On peut spéculer sur la raison précise pour laquelle Harrison non seulement n’aimait pas Ono mais semblait aussi se méfier d’elle. Dans son brillant ouvrage intitulé Here, There and Everywhere, l’ingénieur des Beatles Geoff Emerick écrit : « J’ai remarqué que quelque chose dans le studio avait attiré l’attention de George Harrison. Au bout d’un moment, il s’est mis à regarder fixement par la fenêtre de la salle de contrôle… Yoko s’était levée du lit et se déplaçait lentement sur le sol du studio, pour finalement s’arrêter devant le meuble Leslie d’Harrison, sur lequel se trouvait un paquet de biscuits digestifs McVitie’s. « Elle a commencé à ouvrir le paquet de biscuits Digestive Biscuits.

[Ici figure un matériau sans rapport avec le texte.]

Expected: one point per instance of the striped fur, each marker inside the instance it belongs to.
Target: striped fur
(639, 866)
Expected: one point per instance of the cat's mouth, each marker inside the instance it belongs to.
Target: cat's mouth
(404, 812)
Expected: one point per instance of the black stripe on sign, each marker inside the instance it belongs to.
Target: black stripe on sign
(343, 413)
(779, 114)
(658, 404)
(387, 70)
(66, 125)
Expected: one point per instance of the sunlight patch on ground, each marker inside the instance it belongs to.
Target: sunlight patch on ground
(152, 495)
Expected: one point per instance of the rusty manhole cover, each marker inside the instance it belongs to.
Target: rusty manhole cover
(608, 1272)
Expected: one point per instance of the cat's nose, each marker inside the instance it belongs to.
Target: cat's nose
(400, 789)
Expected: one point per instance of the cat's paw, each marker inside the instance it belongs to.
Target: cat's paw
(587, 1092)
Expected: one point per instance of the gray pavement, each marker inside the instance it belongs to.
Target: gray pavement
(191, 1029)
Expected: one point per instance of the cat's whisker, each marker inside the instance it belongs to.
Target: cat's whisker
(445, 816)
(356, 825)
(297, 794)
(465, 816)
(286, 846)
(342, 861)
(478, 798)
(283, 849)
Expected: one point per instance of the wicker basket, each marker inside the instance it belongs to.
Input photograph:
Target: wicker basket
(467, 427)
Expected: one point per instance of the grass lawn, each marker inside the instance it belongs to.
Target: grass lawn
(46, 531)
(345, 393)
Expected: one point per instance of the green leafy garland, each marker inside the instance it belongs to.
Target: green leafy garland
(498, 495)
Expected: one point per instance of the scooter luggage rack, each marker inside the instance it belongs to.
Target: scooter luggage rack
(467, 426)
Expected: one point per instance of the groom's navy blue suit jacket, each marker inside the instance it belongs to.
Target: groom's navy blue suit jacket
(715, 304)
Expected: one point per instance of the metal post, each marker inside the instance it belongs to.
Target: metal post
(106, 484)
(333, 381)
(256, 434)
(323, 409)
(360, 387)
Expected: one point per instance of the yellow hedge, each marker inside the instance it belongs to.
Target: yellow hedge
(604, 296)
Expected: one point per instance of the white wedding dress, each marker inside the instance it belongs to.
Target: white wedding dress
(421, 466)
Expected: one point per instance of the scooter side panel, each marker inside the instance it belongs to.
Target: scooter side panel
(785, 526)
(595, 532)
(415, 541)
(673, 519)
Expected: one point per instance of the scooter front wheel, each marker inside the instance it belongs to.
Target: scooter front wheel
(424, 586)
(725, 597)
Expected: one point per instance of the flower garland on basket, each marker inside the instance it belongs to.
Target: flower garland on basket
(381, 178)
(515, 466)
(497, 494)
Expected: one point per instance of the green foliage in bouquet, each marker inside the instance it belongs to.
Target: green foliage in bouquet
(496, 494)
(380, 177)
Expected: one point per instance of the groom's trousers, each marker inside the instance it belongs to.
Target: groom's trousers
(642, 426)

« Paresseusement, elle a commencé à ouvrir le paquet et a délicatement pris un seul biscuit. Au moment où la bouchée arrive dans sa bouche, Harrison ne peut plus se contenir. CE SALAUD ! ».
Malgré les réactions brutales d’Harrison à l’égard d’Ono, lorsqu’il s’est assis avec Dick Cavett dans son émission en 1971, Harrison a finalement révélé qu’il ne la détestait pas nécessairement et que, comme McCartney l’avait déclaré auparavant, il ne pensait pas qu’Ono avait brisé le groupe.
George a également montré son amour et sa reconnaissance pour son amitié pour et avec Lennon et Ono. « Le groupe avait des problèmes bien avant l’arrivée de Yoko. Beaucoup de problèmes, les gars. » Après avoir eu du temps et de la distance après la séparation des Beatles pour aligner ses sentiments avec les événements qui s’étaient déroulés, Harrison a reconnu le manque d’implication directe d’Ono. Harrison et Lennon partageront sans doute l’une des relations les plus dignes de confiance après la séparation du groupe. Donc, si Harrison avait effectivement détesté Yoko Ono, ce n’était que pour une courte période et, honnêtement, si votre meilleur pote a une toute nouvelle petite amie, cela se passe généralement comme ça.